Maurice had been the leader of those bucellarii since they were first forme
d, over ten years earlier. But, today, he was essentially the second-in-command of the entire Roman army in the Punjab.
Maurice grunted. "Ashot'll do fine. I still say it's a crazy idea."
"It may never happen, anyway," Belisarius pointed out. "It's something of a long shot, depending on several factors over which we have no control at all."
Maurice scowled. "So what? 'Long shot' and 'no control' are the two phrases that best describe this war to begin with."
Rightly said! chimed in Aide.
Belisarius gave the crystal the mental equivalent of a very cross-eyed look. If I recall correctly, you were the one who started the war in the first place.

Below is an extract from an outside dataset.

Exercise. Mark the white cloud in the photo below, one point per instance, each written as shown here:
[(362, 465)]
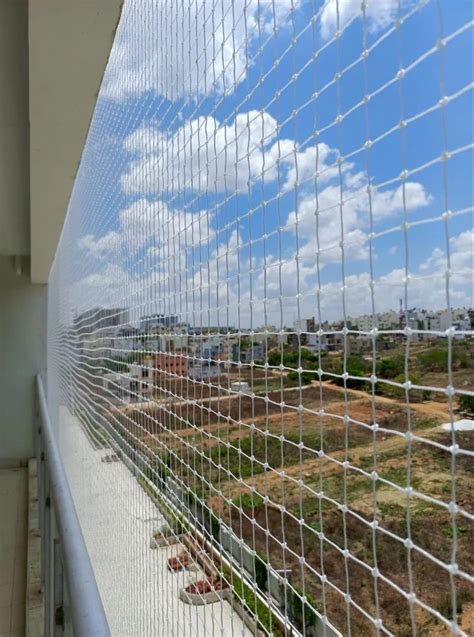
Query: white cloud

Oh, nonsense! I just pointed out the inevitable.
* * *
The second order, which he issued immediately thereafter, summoned Agathius from Mesopotamia.
"We don't need him there either, any more," he explained to Maurice.
"No, we don't. Although I hate to think of what chaos those damn Persians will create in our logistics without Agathius to crack the whip over them. Still. ."
The chiliarch ran fingers through his grizzled beard. "We could use him here, better. If you go haring off on this preposterous mad dash of yours, I'll have to command the troops here. Bloody fighting, that'll be, all across the front."
"Bloodier than anything you've ever seen," Belisarius agreed. "Or I've ever seen-or anyone's ever seen. The two greatest armies ever assembled in history hammering at each other across not more than twenty miles of front. And the Malwa will hammer, Maurice. You can be sure that Link will give that order before the monster departs. Whatever else, it will want this Roman army kept in its cage, and not able to come after it."
Maurice's grunted chuckle even had a bit of real humor. Not much, of course. "But no fancy maneuvers required. Nothing that really needs the crooked brain of Belisarius. Just stout, simple-minded Maurice of Thrace, like the centurion of the Bible. Saying to one, come, and he cometh. Saying to another, go, and he goeth."
Belisarius smiled, but said nothing.